ミステリーで「実は女性が犯人でした」が意外な結末になる理由

ミステリーにおいて、意外な犯人が「実は女性だった」パターンってままあるじゃないですか。

どうして真犯人が女性というだけで意外な結末になるんだろうって、物語をまるっと置き去りにして、ちょっと過激なことを考えた。

その背景には、むしろこのどうして女が、男が~みたいな話に、モヤッとした体験がある。

ロールモデルと差別って違くない?

結構前の話になるが、某コマーシャルで、働く人たちのセリフだけがいくつか表示されて「今、どっちの性別で思い浮かべた? 知らないうちに差別してるかも」というのがあった。普段テレビを見ない私が知っているくらいだから、結構有名だと思う。
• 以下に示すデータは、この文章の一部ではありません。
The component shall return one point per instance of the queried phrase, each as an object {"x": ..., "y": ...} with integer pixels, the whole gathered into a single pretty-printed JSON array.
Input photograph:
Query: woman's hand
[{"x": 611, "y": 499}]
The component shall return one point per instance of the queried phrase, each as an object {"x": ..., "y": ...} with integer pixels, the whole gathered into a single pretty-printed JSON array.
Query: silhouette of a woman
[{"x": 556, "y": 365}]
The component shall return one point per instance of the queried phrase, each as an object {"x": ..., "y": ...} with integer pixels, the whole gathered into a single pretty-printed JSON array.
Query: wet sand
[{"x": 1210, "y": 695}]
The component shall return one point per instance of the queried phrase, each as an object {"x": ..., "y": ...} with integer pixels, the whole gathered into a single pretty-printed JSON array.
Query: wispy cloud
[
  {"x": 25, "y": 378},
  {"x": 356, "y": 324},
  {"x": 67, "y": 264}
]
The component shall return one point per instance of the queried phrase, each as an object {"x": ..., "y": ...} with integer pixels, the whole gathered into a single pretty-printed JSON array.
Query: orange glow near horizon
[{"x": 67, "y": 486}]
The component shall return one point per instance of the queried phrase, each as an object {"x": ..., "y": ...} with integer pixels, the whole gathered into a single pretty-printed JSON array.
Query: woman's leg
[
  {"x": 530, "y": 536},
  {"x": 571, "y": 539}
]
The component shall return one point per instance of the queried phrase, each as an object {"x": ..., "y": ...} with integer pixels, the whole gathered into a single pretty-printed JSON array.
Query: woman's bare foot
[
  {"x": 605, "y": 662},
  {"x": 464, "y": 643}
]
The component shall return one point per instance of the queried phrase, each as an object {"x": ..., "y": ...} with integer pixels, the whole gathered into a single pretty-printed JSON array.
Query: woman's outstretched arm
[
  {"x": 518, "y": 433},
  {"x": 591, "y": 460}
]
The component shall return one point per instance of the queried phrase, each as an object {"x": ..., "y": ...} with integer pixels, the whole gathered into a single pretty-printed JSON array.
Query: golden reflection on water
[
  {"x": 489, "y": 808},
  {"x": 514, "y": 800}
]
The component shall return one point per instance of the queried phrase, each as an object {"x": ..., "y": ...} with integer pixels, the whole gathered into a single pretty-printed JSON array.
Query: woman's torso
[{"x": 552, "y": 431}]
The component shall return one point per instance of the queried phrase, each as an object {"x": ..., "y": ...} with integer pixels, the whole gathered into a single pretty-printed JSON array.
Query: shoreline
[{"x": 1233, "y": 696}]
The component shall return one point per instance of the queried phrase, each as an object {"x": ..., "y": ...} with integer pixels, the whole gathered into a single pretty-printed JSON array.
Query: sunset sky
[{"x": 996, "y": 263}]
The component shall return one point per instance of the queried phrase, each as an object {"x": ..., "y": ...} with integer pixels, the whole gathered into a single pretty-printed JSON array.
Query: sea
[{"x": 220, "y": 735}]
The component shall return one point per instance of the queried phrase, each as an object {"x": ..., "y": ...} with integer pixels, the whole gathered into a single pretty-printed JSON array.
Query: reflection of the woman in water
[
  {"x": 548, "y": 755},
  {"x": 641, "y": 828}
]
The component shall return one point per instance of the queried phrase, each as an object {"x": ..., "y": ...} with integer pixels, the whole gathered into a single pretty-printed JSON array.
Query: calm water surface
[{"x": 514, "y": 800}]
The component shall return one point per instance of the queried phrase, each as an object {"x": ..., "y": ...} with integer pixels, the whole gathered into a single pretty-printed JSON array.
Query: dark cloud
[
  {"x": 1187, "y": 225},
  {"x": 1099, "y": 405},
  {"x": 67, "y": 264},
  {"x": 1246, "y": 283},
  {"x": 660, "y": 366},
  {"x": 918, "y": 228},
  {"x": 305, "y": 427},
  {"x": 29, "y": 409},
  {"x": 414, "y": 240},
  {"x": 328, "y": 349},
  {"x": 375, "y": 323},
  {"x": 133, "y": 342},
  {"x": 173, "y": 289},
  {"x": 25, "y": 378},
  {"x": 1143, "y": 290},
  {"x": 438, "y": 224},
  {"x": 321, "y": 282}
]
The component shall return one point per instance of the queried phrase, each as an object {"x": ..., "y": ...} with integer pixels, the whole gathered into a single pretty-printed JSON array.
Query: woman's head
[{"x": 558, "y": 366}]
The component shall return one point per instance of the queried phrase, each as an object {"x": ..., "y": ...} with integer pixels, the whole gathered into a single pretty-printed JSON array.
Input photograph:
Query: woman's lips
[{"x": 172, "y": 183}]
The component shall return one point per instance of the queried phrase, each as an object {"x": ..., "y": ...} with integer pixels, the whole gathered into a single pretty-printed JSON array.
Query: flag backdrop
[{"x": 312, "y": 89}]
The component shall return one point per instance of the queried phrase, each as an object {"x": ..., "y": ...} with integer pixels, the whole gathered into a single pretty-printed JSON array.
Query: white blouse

これを初めて見たとき、不意打ちで平手打ちされた気分になった。いつからロールモデルを抱くことが、差別になったんだ?

平等とか、マイノリティに優しい世界とか、よりよい世界に先導しているようで、受け取り手のことを置き去りにしているように感じるのは卑屈だろうか。

今の時代、こうして「作られる差別」というのもある気がする。

性別ではなく人間の思い込みを利用して生まれる意外さ

そう思うと、「どうして真犯人が女性というだけで意外な結末になるんだろう」という疑問は、切り取り方に問題があるかもしれない。

人間の思い込みや考え方の歪みを利用して生まれる意外さであり、「女性だから」ではないのだ。真犯人が誰それでしたという結末は、性別ではなくキャラクターで語られるべき部分だろう。

あたかも男性による犯行というミスリードが、実は女性だったという意外性をもたらす。少なからず性別による社会的役割やイメージは加わるだろうが、それを差別とはいわないはずである。